Френсис снова прочистила горло и открыла ящик.

— Я всегда оставляю их на столе. — Она бросила связку ключей передо мной. — Любой может их забрать. Мне говорили, что однажды у меня будут из-за этого проблемы.

Она вернулась к своей работе. Это была ловушка? История, ключи, пантомима отводящих взглядов?

— Я рада, что ты любишь ее, — произнесла она. — Вам обоим это нужно. А теперь иди отсюда.

Должно быть, Френсис нажала кнопку или что-то, потому что дверь открылась позади меня. Берни, санитар, положил руку мне на плечо. Я тихо взял ключи и позволил себя увести, не поблагодарив ее.

* * *

У меня была всего пара коробок с вещами, которые мне удалось взять под надзором службы безопасности. Среди них ни одной папки с делами моих пациентов. Книги, дипломы, несколько безделушек.

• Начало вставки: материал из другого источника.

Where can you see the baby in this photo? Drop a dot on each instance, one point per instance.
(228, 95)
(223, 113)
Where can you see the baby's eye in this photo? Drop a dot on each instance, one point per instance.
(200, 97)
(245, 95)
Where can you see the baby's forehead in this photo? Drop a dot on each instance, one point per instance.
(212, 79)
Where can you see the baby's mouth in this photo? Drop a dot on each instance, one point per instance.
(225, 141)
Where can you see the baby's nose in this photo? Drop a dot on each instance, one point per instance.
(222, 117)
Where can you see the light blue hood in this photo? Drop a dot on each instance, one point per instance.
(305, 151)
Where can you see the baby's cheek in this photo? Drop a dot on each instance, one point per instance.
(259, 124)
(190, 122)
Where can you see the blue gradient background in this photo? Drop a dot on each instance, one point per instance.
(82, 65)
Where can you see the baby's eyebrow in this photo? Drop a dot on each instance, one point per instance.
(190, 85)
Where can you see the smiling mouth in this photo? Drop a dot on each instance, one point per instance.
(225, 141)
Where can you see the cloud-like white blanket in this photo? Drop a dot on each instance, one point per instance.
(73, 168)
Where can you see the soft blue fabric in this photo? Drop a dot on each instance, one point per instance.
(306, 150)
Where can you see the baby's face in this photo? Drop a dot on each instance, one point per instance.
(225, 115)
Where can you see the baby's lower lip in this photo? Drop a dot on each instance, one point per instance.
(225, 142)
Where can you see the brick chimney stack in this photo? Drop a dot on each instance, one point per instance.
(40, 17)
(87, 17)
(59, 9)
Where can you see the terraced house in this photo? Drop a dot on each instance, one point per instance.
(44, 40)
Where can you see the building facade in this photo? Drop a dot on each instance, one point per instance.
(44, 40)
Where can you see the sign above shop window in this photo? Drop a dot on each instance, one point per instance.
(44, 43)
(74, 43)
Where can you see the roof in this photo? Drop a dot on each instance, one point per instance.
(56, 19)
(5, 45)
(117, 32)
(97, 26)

Я остановился за пару километров от здания, еще находясь в тихом пустынном Палос Вердес, и глубоко вздохнул.

Что ж, было весело.

Потеря Фионы ассоциировалась у меня с громким шумом и какой-то физической болью. Я принимал ее. Осознание не помогло выкинуть из головы образ удара молота, сбрасывающего со скалы, ломающего кости, и позора — настолько всеобъемлющего, что его видно любому в радиусе квартала. Левое полушарие моего мозга знало, что если я потеряю все, то не перестану существовать. Но я ничего не мог себе представить после, и страх пришел из черной дыры, в которую меня бы затянуло.